Mit einer schamlosen Unbedenklichkeit ließ sich Herbst von allen Seiten Tabak und Lebensmittel zustecken, Seife, Obst – ohne je an eine Gegenleistung zu denken. Dem, der ihm am Tage vorher eine ganze Handvoll Tabak geschenkt hatte, verweigerte er grob am nächsten Tag ein paar Krümel, auf denen der Rauchhungrige ein bisschen kauen wollte.
Seine Stellung als Kalfaktor gab ihm dieses Übergewicht.

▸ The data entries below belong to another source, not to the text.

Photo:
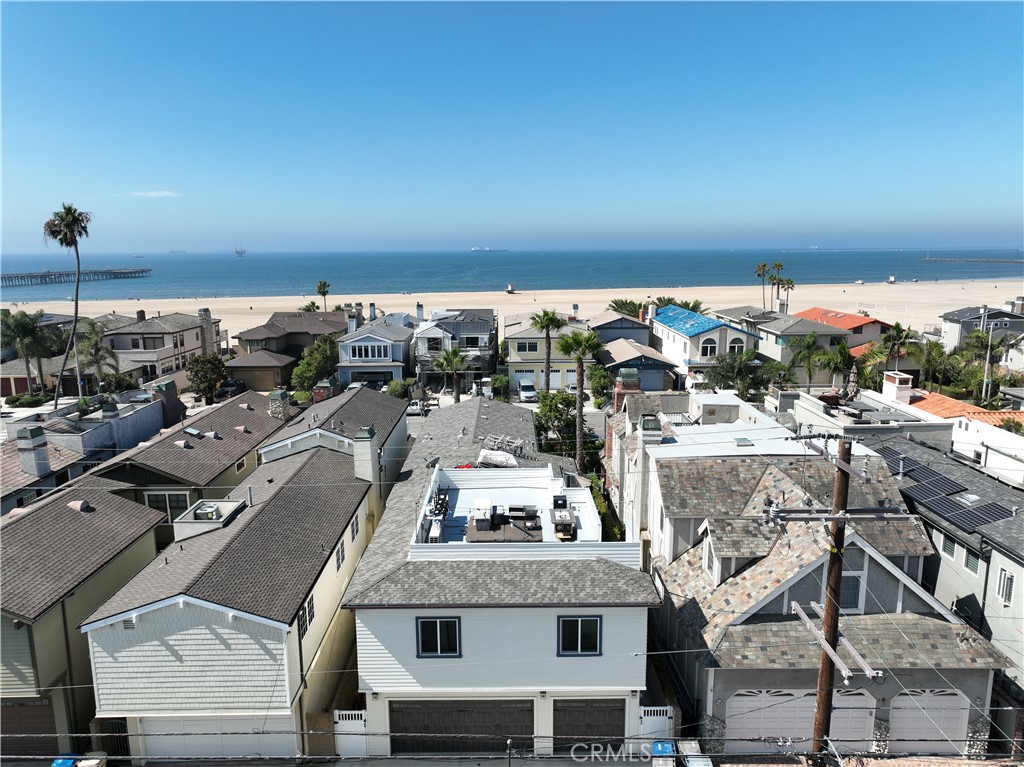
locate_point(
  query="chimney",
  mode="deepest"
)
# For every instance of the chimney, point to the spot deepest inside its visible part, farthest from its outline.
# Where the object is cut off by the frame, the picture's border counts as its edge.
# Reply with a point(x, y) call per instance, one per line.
point(207, 337)
point(32, 452)
point(280, 406)
point(368, 467)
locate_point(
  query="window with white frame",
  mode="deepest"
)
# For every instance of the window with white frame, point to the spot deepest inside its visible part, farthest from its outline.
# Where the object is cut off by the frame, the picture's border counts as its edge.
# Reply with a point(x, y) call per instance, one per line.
point(1005, 590)
point(580, 635)
point(948, 546)
point(972, 562)
point(437, 637)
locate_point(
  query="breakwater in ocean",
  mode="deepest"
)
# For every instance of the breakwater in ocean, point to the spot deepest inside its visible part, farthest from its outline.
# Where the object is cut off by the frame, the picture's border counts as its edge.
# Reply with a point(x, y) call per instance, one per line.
point(283, 273)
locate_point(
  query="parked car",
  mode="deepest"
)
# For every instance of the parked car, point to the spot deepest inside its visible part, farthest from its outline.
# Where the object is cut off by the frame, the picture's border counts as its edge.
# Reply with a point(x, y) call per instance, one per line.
point(229, 387)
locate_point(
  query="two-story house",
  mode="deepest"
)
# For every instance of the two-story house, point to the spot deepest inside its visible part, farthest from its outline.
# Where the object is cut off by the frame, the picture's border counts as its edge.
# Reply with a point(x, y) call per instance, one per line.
point(976, 524)
point(526, 352)
point(378, 352)
point(473, 332)
point(236, 628)
point(488, 609)
point(694, 341)
point(59, 560)
point(776, 333)
point(161, 346)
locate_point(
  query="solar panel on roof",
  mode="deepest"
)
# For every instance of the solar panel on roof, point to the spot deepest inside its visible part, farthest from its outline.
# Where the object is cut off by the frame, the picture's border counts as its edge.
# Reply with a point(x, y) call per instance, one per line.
point(923, 474)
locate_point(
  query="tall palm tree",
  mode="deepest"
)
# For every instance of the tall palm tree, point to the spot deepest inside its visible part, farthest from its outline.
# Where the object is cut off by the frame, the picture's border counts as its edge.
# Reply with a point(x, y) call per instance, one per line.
point(454, 361)
point(323, 288)
point(807, 354)
point(547, 321)
point(66, 227)
point(761, 272)
point(93, 353)
point(23, 331)
point(581, 347)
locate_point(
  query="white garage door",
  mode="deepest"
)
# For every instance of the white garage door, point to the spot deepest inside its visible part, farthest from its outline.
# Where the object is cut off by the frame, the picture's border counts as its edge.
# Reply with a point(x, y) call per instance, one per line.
point(929, 722)
point(788, 715)
point(179, 736)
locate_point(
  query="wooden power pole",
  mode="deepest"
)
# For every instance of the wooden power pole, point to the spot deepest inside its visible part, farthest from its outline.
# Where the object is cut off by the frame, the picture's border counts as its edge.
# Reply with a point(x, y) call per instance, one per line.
point(829, 623)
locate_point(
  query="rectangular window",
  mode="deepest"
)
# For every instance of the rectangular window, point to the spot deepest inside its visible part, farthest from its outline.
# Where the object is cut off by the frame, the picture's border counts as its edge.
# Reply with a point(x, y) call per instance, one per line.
point(1006, 588)
point(972, 561)
point(948, 546)
point(580, 635)
point(437, 637)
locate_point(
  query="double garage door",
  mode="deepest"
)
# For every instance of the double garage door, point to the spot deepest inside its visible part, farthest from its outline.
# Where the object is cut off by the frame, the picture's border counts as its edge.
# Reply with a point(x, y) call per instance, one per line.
point(784, 716)
point(208, 736)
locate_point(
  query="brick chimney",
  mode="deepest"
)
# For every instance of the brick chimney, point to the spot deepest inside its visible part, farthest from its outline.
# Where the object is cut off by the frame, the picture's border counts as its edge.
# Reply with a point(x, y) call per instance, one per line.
point(32, 452)
point(368, 467)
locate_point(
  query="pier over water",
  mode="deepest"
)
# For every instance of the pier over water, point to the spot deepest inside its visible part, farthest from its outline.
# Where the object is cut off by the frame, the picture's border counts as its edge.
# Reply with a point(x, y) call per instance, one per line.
point(52, 278)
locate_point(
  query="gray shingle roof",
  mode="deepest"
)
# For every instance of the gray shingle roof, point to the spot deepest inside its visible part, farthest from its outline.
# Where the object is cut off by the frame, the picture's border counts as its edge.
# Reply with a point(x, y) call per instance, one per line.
point(904, 640)
point(206, 458)
point(266, 559)
point(51, 550)
point(440, 436)
point(564, 583)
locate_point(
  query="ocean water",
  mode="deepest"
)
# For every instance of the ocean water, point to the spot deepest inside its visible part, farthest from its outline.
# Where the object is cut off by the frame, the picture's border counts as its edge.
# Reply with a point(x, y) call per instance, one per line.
point(214, 274)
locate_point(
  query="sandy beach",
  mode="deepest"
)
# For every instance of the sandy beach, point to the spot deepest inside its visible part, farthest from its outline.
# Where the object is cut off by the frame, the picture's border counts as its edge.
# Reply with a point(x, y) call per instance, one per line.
point(915, 304)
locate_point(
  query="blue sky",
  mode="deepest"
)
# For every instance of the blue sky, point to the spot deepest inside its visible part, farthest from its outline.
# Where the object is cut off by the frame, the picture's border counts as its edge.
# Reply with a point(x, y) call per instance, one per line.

Ich lernte bald, mit scharfen Augen zu beobachten, bei wem der Kalfaktor die Essenskelle stärker füllte. In einem Haus, in dem der Hunger ein unbarmherziges Regiment führt, hat der Essenverteiler leicht regieren. An sich war es natürlich verboten, dass der Kalfaktor selbst das Essen ausgab, das gehörte zu den Pflichten der Beamten. Aber die Beamten hatten oft zu viel Rennerei, oder sie waren auch gleichgültig. In diesem Hause hätte ein Engel vom Himmel herabsteigen und das Essen austeilen können, es wäre doch gemurrt worden. So ging alles seinen alten Lauf, und der Kalfaktor Herbst wurde stets fetter dabei.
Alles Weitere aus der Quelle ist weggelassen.